Limitations & Future Work

  • Videos are sourced from movie summaries (edited clips), which may not fully represent natural long videos.
  • Narrative text as auxiliary input may introduce text bias that is difficult to fully eliminate.
  • Human baseline evaluation is limited in scale (5 annotators).
  • Causal relation extraction itself relies on LLMs and may miss implicit causal chains.
  • Only a limited set of VLMs is evaluated; additional architectures (e.g., video-native models) remain to be assessed.
  • vs. VideoMME/MLVU: These benchmarks include multiple needles but the needles are only visually associated and can be understood independently—Causal2Needles requires causal joint understanding.
  • vs.
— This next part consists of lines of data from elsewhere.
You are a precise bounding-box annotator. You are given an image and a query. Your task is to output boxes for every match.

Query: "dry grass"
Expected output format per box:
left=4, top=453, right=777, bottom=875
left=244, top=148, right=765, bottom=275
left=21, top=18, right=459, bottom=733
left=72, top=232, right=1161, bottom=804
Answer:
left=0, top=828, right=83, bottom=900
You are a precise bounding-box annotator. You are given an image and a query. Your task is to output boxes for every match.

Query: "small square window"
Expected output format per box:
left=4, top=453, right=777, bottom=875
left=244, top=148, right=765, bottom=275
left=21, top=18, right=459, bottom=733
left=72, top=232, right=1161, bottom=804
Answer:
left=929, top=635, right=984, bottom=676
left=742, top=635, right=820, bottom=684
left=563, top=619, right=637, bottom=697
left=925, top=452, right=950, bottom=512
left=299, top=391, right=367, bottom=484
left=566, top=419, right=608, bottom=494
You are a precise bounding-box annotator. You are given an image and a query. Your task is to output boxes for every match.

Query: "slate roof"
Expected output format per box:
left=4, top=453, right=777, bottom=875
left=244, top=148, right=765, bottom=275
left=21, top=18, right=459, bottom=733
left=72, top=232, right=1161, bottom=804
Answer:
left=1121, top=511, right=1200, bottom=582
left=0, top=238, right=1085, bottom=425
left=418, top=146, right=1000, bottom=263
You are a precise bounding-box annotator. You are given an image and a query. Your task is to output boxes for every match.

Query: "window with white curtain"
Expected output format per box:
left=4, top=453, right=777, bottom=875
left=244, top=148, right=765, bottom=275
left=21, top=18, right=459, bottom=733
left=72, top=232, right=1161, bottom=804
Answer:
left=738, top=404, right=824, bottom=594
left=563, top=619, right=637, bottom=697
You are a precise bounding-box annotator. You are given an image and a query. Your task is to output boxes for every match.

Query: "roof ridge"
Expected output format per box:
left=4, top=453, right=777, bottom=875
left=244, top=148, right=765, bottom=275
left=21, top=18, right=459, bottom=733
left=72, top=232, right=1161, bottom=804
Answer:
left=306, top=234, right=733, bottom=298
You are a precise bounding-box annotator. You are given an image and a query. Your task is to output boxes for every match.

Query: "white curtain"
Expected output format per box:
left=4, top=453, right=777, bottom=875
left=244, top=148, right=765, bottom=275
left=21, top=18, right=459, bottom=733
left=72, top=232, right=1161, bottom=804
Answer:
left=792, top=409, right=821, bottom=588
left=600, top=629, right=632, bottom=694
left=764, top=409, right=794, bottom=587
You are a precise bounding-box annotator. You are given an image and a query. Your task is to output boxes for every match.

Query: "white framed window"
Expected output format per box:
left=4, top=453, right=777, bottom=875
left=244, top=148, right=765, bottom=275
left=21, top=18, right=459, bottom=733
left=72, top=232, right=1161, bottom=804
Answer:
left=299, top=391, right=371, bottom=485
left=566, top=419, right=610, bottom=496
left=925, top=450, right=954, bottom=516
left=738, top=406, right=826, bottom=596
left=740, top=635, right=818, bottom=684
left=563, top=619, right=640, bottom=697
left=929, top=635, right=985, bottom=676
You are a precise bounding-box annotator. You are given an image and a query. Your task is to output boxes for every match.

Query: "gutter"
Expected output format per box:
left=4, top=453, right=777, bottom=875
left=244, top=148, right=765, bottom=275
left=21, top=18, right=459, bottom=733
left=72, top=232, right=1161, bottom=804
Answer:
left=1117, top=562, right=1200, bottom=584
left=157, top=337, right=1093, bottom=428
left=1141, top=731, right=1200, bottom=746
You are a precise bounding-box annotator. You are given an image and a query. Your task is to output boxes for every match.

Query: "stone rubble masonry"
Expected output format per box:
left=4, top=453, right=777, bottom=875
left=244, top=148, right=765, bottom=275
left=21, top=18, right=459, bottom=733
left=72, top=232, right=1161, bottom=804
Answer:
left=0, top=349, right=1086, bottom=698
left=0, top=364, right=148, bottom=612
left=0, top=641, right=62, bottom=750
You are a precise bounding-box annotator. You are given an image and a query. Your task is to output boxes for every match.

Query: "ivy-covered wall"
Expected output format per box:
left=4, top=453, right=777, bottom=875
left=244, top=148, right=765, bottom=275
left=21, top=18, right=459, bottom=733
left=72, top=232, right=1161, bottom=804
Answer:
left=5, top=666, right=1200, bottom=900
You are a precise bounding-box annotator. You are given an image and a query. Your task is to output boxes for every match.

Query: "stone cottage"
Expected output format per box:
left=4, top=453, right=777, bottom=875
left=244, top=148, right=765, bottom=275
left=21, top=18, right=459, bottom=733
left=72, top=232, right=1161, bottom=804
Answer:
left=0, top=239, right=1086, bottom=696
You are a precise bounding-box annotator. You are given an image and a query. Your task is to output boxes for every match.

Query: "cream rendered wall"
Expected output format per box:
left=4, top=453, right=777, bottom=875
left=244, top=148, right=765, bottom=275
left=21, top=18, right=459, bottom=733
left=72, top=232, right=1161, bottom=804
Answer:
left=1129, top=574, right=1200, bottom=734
EgoSchema: Lacks diagnostic category labels—Causal2Needles precisely isolates single-needle vs. dual-needle and causal vs. non-causal conditions.
  • Insight: "Capable of retrieval ≠ capable of reasoning"—the next frontier in long video understanding is advancing from information extraction to causal reasoning.

Rating

  • Novelty: ⭐⭐⭐⭐⭐ The bridging-entity-driven dual-needle causal reasoning design is unique among long video benchmarks.
  • Experimental Thoroughness: ⭐⭐⭐⭐ Covers 10+ models, 4 question types, forward/reverse comparison, and comprehensive quality evaluation.
  • Writing Quality: ⭐⭐⭐⭐⭐ Problem formulation is clear and motivation is well-argued.
  • Value: ⭐⭐⭐⭐⭐ Reveals fundamental weaknesses of existing VLMs in joint reasoning; highly diagnostic.